Originally Posted by kjhambrick (Post 5804740)
Very good points mralk3.

..snip..

It's time for me to retire the old scripts I wrote and get with the program ( or at least keep them to myself :) ).

Yeah I wasn't trying to rain on anyone's parade.

I would also like to point out that SBo has pushed an update out for this week early which includes the latest intel microcode:

https://git.slackbuilds.org/slackbui...74064919242c48

PROBLEMCHYLD 01-10-2018 12:31 PM

Quote:

Originally Posted by kjhambrick (Post 5804740)
Very good points mralk3.

I set all this up before phenexia submitted the mkinitrd -P arg patch https://www.linuxquestions.org/quest...6/#post5727883 and before it was released for Slackware 14.2.

And then I wasn't aware of the /etc/mkinitrd.conf file.

It's time for me to retire the old scripts I wrote and get with the program ( or at least keep them to myself :) ).

Thanks !

-- kjh

Thanks, but neither method works for me.
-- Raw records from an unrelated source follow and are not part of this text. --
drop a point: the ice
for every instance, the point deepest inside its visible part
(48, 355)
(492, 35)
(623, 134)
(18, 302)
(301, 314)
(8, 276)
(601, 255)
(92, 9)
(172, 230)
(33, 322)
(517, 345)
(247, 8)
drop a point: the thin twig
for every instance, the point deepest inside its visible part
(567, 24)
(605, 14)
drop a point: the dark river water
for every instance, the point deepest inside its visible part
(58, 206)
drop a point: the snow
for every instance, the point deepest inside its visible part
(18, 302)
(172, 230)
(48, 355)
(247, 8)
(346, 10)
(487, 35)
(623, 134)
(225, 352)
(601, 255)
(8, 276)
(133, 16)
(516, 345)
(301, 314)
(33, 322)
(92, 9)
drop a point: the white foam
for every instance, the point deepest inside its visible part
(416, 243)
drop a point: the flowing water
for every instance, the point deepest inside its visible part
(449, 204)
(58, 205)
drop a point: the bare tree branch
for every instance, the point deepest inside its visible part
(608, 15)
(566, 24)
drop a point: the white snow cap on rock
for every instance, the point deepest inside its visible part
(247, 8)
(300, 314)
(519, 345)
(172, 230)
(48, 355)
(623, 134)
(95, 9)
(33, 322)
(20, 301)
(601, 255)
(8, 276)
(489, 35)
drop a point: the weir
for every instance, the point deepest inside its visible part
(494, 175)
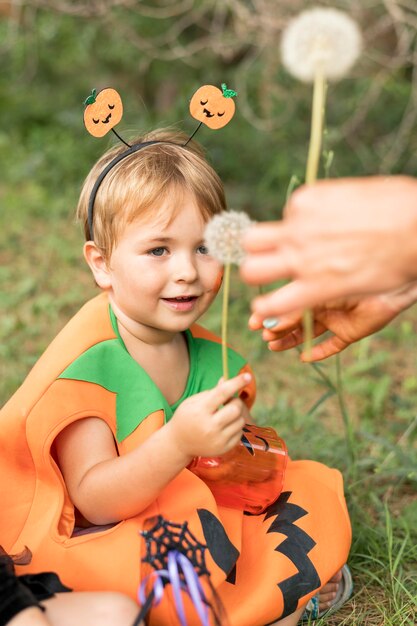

I've installed the 2 necessary packages. The file DoNOT end up in the /boot/ directory.
Code:

[root@darkstar:~] # ls -la /boot/intel-ucode.cpio
ls: cannot access '/boot/intel-ucode.cpio': No such file or directory


kjhambrick 01-10-2018 12:47 PM

Quote:

Originally Posted by PROBLEMCHYLD (Post 5804763)
Thanks, but neither method works for me. I've installed the 2 necessary packages. The file DoNOT end up in the /boot/ directory.
Code:

[root@darkstar:~] # ls -la /boot/intel-ucode.cpio
ls: cannot access '/boot/intel-ucode.cpio': No such file or directory


Odd ...

What do you see if you type the following command ?

Code:

# ls -lartd /var/log/packages/{iucode_tool,intel-microcode}*
-- kjh

Here's mine:

Code:

# ls -lartd /var/log/packages/{iucode_tool,intel-microcode}*

-rw-r--r-- 1 root root 1229 Sep 11 07:03 /var/log/packages/iucode_tool-2.2-x86_64-1_SBo
-rw-r--r-- 1 root root 4209 Jan 10 06:25 /var/log/packages/intel-microcode-20180108-noarch-1_SBo


mralk3 01-10-2018 12:49 PM

Quote:

Originally Posted by PROBLEMCHYLD (Post 5804763)
Thanks, but neither method works for me. I've installed the 2 necessary packages. The file DoNOT end up in the /boot/ directory.
Code:

[root@darkstar:~] # ls -la /boot/intel-ucode.cpio
ls: cannot access '/boot/intel-ucode.cpio': No such file or directory


If you install intel-microcode before you install iucode_tool, then /boot/intel-ucode.cpio will not exist. Install first iucode_tool, and following that, install intel-microcode.

The relevant part in the intel-microcode SlackBuild is:

Code:

mkdir -p $PKG/lib/firmware
cp -a microcode.dat $PKG/lib/firmware

if [ -x /usr/sbin/iucode_tool ]; then
  mkdir -p $PKG/lib/firmware/intel-ucode
  /usr/sbin/iucode_tool -v --list-all -K$PKG/lib/firmware/intel-ucode microcode.dat
  mkdir -p $PKG/boot
  /usr/sbin/iucode_tool -v --write-earlyfw=$PKG/boot/intel-ucode.cpio microcode.dat
fi

If you do it in the wrong order, the file in /boot will not be present.